In adipose tissue, increased IL-2 gene expression relates with inflammatory signatures
IL-2 is a potent proinflammatory Th1 cytokine and it mediates T cells activation, yet, its crosstalk with other chemokines/cytokines in the AT is not fully clarified. We were interested in knowing whether the elevated IL-2 mRNA expression, in overweight and obese AT, was concordant with the expression of inflammatory markers. As described in Table 2 and Fig. 3, IL-2 transcript levels displayed a statistically significant positive correlation with proinflammatory cytokines including IL-8 (r = 0.481; p = 0.001) and IL-12A (r = 0.333; p < 0.05); and a moderate correlation with IL-1β (r = 0.268; p = 0.082).
Increased adipose tissue associated IL-2 gene expression is correlated with inflammatory markers. Subcutaneous adipose tissues were obtained from lean, overweight, obese individuals. mRNA expression of IL-2, IL-12A, CCL5, CCL19, CCR2, CCR5, CD11c, CD163, TLR2, TLR8, TLR10, and IRF5 was detected by real-time RT-PCR and represented as fold change over controls. (A–K) In the studied population, IL-2 transcript levels, in adipose tissue, are positively correlated with inflammatory markers.
We then extended the correlation analysis at transcriptional level to include members of the C–C motif chemokines (Table 2). Out of eight members examined, IL-2 mRNA levels correlated significantly with those of CCL5 (r = 0.677; p < 0.0001) and CCL19 (r = 0.538; p < 0.0001) as well as chemokine receptors CCR2 (r = 0.567; p < 0.0001) and CCR5 (r = 0.562; p < 0.0001). Further, IL-2 transcripts also associated in tandem with M1 macrophage markers CD163 (r = 0.261; p = 0.05) and CD11c (ITGAX) (r = 0.324; p = 0.0156) (Table 2, Fig. 3). However, no correlation between the transcript levels of IL-2 and transforming growth factor beta (TGFβ), tumor necrosis factor alpha (TNFα), or interferon beta-1 (IFNB1) was detected in the study population. In order to determine which inflammatory parameters independently correlated with IL-2, the parameters having significant association with IL-2 were included for further multiple stepwise regression analysis. Multiple linear regression analysis indicated that the gene expression of IL-8 and IL-12A was independently associated with that of IL-2 (Table 3).
Association between AT IL-2 expression and toll-like receptors (TLRs)

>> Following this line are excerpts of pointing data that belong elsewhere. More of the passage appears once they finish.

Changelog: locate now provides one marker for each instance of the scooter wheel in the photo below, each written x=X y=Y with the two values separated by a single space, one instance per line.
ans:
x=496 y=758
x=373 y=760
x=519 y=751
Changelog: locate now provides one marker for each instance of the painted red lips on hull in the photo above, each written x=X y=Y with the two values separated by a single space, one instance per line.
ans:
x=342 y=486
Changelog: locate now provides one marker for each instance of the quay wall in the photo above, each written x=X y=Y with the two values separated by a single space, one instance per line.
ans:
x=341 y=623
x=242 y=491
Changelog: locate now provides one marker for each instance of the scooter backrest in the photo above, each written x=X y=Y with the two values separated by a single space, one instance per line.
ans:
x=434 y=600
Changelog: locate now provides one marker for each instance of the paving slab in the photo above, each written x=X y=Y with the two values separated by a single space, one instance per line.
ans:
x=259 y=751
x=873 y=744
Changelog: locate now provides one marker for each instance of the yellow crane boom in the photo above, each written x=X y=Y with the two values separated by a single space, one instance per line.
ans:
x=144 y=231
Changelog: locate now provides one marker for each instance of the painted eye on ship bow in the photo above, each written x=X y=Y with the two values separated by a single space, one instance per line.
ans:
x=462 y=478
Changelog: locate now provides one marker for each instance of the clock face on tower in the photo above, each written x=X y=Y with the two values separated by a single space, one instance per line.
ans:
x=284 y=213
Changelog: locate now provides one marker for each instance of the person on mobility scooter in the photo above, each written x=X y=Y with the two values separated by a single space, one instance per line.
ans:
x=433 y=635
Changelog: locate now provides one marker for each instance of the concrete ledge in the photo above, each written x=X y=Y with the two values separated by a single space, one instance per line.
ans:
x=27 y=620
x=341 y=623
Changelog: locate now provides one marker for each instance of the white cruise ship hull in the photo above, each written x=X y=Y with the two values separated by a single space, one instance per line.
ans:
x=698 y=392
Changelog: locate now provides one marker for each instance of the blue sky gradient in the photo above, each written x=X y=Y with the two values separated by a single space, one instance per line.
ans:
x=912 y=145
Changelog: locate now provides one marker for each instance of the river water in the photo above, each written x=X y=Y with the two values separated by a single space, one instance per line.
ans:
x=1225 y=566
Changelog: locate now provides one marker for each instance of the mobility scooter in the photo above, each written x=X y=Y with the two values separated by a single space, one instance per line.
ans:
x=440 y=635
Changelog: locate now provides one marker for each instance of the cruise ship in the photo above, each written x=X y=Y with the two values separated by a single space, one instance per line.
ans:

The TLRs are important component of the innate immune system and play crucial role in inflammation via triggering the expression of cytokines and chemokines including IL-2. Thus, we expected to find a positive correlation between IL-2 expression and TLRs in the AT in obese individuals. Notably, a statistically significant positive correlation was detected between IL-2 transcripts and that of TLR-2, -8 and -10 (r = 0.291; p < 0.029; Table 4). We did not find association between mRNA expression levels of IL-2 and those of TLR3, -4, -7 or -9. Further, this positive association was extended to include the downstream effectors of the TLR signaling pathways, and a positive correlation was found between gene expression of IL-2 and IRF5 (r = 0.282; p = 0.039). In addition, adipose tissue protein expression was determined regarding IL-8, CCL5, CD11c, TLR10 and IRF5 in biopsies from lean, overweight and lean individuals (Supplementary Figure S1A) and their correlation was shown with IL-2 protein expression in the respective adipose tissue samples (Supplementary Figure S1B).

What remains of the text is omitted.